A while back…like several posts ago I mentioned that I picked up this awesome book called “Let’s Dance: A Celebration of Ontario’s Dance Halls and Summer Dance Pavilions” by Peter Young.
What is the book about:
“Let’s Dance: A Celebration of Ontario’s Dance Halls and Summer Dance Pavilions is a nostalgic musical journey, recapturing the unforgettable music of youth and lasting friendships, the days when the live mellow sounds of Big Bands wafted through the air — Louis Armstrong, the Dorsey Brothers, Bert Niosi, Art Hallman, Johnny Downs, Mart Kenney, Bobby Kinsman, Ronnie Hawkins …. Throughout the 1920s to the ’60s, numerous legendary entertainers drew thousands of people to such memorable venues as the Brant Inn in Burlington, Dunn’s Pavilion in Bala, the Stork Club at Port Stanley, to the Club Commodore in Belleville and the Top Hat Pavilion in North Bay — and the hundreds of other popular dance venues right across Ontario. From the days of jitney dancing through the introduction of jazz and the Big Bands era to the sounds of some of Ontario’s best rock groups, people of all ages came to dance and some to find romance on soft summer nights.”
The book was a wonderful read and especially since I’m a Lindy Hopper and I love all things Nostalgic around that era. So the book gave me the urge to:
A) Want to visit these places, existing or non existing;
B) Share some of the history with my readers and with the Ontario Lindy Hop dance scene as well.
So I thought I would do a blog series on many of these places, so here we go with our first post…
PALACE PIER-TORONTO, CANADA
The Palace Pier was originally conceived in the late 1920’s to be a large amusement pier that was to rival the neighbouring “Sunnyside Pavilion“. The pier was to project 1800 feet into Lake Ontario with a steamboat landing at the end. However financial difficulties and the depression stopped construction and only 300 feet of pier was created (see above). For most of the 30’s the Pier was vacant but on June 10th, 1941 the auditorium opened as The Strathcona Roller Rink, and then a short time later became The Queensway Ballroom in 1943. This reverted to the Palace Pier Dance Hall and would soon become a favorite destination for dancers.

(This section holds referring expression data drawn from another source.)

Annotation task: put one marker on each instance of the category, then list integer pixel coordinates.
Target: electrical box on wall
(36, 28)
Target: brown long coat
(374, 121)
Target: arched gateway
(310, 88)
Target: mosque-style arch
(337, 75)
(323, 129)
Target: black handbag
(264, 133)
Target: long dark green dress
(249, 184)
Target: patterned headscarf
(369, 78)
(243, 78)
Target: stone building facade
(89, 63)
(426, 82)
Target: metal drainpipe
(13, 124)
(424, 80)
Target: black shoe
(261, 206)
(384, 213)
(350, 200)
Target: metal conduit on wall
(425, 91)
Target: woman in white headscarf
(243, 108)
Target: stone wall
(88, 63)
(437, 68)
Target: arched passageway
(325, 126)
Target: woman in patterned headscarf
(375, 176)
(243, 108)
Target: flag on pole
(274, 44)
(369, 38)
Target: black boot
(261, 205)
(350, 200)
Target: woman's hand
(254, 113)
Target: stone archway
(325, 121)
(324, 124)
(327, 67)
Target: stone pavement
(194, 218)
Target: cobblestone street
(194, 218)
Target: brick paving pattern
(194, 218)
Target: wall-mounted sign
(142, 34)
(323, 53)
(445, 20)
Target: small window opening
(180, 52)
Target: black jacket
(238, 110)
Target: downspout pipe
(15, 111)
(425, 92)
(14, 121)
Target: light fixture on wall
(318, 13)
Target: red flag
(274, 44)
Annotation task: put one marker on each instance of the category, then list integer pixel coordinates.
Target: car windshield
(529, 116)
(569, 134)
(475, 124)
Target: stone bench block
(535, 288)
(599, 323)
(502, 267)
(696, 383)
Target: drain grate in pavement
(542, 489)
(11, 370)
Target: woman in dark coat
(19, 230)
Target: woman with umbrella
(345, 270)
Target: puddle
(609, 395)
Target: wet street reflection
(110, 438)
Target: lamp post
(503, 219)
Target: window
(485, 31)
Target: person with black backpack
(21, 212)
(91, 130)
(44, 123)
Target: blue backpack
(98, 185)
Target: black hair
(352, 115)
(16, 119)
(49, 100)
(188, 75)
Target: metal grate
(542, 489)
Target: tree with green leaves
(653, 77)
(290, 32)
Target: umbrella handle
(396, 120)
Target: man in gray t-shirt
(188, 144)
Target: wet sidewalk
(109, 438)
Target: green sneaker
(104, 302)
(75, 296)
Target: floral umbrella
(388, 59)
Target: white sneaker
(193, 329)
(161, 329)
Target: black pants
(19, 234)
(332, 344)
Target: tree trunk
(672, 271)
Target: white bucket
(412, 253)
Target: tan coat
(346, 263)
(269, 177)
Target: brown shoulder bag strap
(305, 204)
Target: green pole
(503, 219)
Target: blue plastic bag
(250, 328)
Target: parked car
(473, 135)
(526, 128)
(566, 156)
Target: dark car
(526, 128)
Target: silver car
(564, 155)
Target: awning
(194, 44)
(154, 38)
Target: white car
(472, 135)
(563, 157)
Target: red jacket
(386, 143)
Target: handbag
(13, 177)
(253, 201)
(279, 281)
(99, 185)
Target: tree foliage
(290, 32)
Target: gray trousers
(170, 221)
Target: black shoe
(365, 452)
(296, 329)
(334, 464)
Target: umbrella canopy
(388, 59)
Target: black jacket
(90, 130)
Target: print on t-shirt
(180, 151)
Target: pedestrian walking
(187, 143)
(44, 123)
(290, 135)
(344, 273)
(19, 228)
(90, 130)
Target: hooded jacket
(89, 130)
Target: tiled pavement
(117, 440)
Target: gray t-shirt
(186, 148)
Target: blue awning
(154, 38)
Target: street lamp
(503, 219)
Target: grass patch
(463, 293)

Here is a picture of where the Pier was located (the left image) in Toronto
Plans for the Pier before having to scrap almost everything (was to have had a bandstand, Theatre and “Palace of Fun” which I could only assume was rides).
The Big Bands
The Pier saw many Big Bands pass thru it’s doors, bands like:
There is a story from Ernie Ince who was the General Manager for the Pier for many years that recalls the effect one Bandleader had on the audience “Lionel Hampton would work the crowd into a frenzy. He’d soak 3 suits in a performance and play louder and faster as the night moved along” (“Let’s Dance” by Peter Young, pg 13).
Man I would of given ANYTHING to have seen that…sigh.
The Pier’s heyday was the mid-40’s and into the mid-50’s with the 50’s seeing a renovation that had the Palace Pier boosting about having one of the largest dance floors around. 3 tiers were built with balconies surrounding the dance floor so that everyone could see the action on the dance floor (“Let’s Dance” by Peter Young, pg 13). CBC Radio even did live Radio broadcasts from the Pier over the years.
Changing with the Times
By the mid-50’s the Pier had to change direction to keep alive so they started booking country acts like Patsy Cline and Johnny Cash which ended up being very successful (“Let’s Dance” by Peter Young, pg 15). Also during the week they would book Bingos, Boxing matches, political rallies, proms and such to help pay the bills to get them to the weekend where they were still seeing around 1000 attendees coming out to celebrate music and dance.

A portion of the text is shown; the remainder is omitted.